Фриц не успел кончить фразу: Клаус больно наступил ему на ногу и сказал:

— Нам, пожалуй, пора идти. Ну, Вальтер, учти и в будущем не выходи за пределы деревни!

Они подождали, пока перестали слышаться шаги Восольского. Потом пошли в направлении часовни.

— Скажи, пожалуйста, ты, вероятно, думаешь, что я свои ноги выиграл по лотерее? — прошептал Фриц.

— Что значит «выиграл по лотерее»? Чудак человек! Выкладываешь все первому встречному! Какое Вальтеру дело до того, через сколько времени мы сменяемся.

— Брось! Вальтер занимается с нами. На заставе он свой человек, а по ночам добровольно делает обходы. Ты что, подозреваешь его? Может быть, думаешь, он хочет перейти на ту сторону?

— Не болтай! Рассуждаешь как ребенок! Ты прекрасно понимаешь, что в такие дела никто не должен лезть!

— Но это же комедия! Если ты в каждом будешь видеть шпиона, далеко пойдешь.

Клаус обозлился.

— Не преувеличивай, Фриц! Кто говорит о шпионах? Доверять надо, но не слепо! Ты по секрету говоришь что-то одному, тот другому, а через пару дней об этом знает вся деревня. Запомни одно: о том, когда и как долго ты стоишь на посту, не должен знать даже твой сосед по койке, дорогой мой. Ты ведь знаешь, сколько было неприятностей из-за того, что пограничники не умели держать язык за зубами!
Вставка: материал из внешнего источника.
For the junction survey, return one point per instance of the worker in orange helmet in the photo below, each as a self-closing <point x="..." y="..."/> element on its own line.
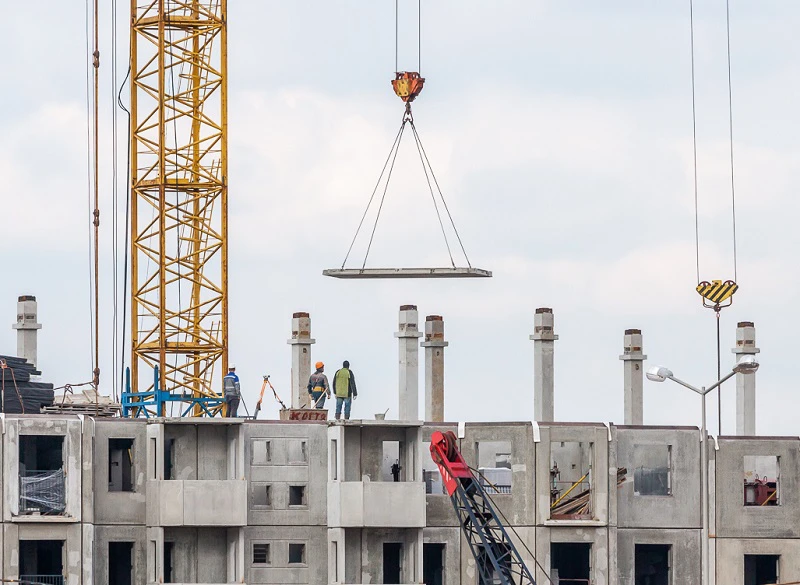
<point x="318" y="387"/>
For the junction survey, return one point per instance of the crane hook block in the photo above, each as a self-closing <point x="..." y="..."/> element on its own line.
<point x="717" y="291"/>
<point x="407" y="85"/>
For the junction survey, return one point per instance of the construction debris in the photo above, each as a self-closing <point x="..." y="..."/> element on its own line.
<point x="88" y="402"/>
<point x="579" y="506"/>
<point x="18" y="393"/>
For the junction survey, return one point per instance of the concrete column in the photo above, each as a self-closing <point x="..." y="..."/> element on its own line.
<point x="301" y="343"/>
<point x="633" y="360"/>
<point x="408" y="334"/>
<point x="543" y="344"/>
<point x="745" y="383"/>
<point x="434" y="345"/>
<point x="27" y="327"/>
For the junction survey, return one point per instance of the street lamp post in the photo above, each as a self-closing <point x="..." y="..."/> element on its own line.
<point x="746" y="365"/>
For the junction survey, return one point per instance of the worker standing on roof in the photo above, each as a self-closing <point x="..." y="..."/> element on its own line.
<point x="344" y="386"/>
<point x="318" y="387"/>
<point x="232" y="392"/>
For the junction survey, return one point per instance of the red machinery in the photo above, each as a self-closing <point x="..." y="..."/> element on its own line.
<point x="497" y="559"/>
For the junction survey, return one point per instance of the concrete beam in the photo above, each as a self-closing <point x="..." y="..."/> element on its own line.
<point x="543" y="381"/>
<point x="407" y="334"/>
<point x="27" y="327"/>
<point x="745" y="383"/>
<point x="301" y="343"/>
<point x="434" y="345"/>
<point x="633" y="360"/>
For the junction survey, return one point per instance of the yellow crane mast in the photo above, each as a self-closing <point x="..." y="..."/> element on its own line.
<point x="179" y="252"/>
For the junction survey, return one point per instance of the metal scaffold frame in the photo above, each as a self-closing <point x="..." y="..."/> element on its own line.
<point x="179" y="309"/>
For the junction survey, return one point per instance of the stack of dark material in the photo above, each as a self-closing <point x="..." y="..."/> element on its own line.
<point x="19" y="394"/>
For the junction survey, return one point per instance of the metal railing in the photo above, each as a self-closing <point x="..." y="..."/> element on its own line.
<point x="42" y="491"/>
<point x="41" y="579"/>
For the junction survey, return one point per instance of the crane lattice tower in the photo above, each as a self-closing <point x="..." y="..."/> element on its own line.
<point x="179" y="196"/>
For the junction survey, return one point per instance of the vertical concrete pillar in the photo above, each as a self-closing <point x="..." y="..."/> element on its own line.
<point x="27" y="327"/>
<point x="408" y="335"/>
<point x="543" y="345"/>
<point x="633" y="360"/>
<point x="301" y="343"/>
<point x="434" y="345"/>
<point x="745" y="383"/>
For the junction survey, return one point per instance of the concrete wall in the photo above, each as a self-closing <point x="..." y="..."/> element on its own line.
<point x="684" y="550"/>
<point x="279" y="571"/>
<point x="287" y="464"/>
<point x="118" y="507"/>
<point x="734" y="519"/>
<point x="682" y="508"/>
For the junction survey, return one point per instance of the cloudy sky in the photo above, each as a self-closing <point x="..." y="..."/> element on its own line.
<point x="561" y="135"/>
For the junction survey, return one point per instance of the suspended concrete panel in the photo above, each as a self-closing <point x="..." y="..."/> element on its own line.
<point x="407" y="273"/>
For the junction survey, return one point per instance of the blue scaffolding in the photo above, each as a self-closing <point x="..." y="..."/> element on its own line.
<point x="153" y="403"/>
— Я не нуждаюсь в твоих поучениях, — раздраженно ответил Фриц. — Все это мне без тебя давно известно.

— Значит, неизвестно, иначе ты бы не стал болтать. Они молча дошли до часовни и заняли свои наблюдательные посты.

* * *

У Болау зрела мысль, которая с каждым днем все сильнее овладевала им. Мюнх казалась ему воплощением счастья, пределом мечтаний. В последнее время она по глазам угадывала каждое его желание. Образы жены и ребенка стирались в памяти. Изощренные ласки Мюнх отодвигали все на второй план.

Болау стал чаще бывать у нее и со временем забыл о всяких мерах предосторожности. Начал даже подумывать, что неплохо было бы провести у нее отпуск. Он понимал, что это связано с большим риском, но идея захватила его, и он уже был не в силах противостоять ей.

…Болау сидел на кровати и еще и еще раз старался все обдумать. Казалось, все предвещало успех. Вчера он получил письмо от жены. Она опять упоминала о материальных трудностях. Из последнего жалованья Болау выслал ей всего двести марок.

Сейчас Болау думал не о письме, а о том, как лучше использовать его для осуществления намеченных планов. Ведь многие видели, что он получил письмо. На следующий день Болау решительно надел фуражку и направился к командиру.

— Что у вас, товарищ Болау?

— Вчера получил письмо от жены. Сын серьезно заболел. Нельзя ли мне съездить домой? В понедельник утром вернусь.

— Сочувствую вам, товарищ Болау. Что с вашим ребенком?

— Не знаю… Жена не написала, что с ним. Берген перелистал караульную ведомость.

— Письмо с вами?

— Нет. К сожалению, я его сжег. Не имею обыкновения хранить письма. Мне его принес сам гауптфельдфебель.

«Если мальчик действительно болен, Болау следует отпустить», — решил про себя Берген.

— Хорошо, можете ехать. Пусть гауптфельдфебель занесет вас в книгу отпускников. В понедельник с первым поездом вернетесь.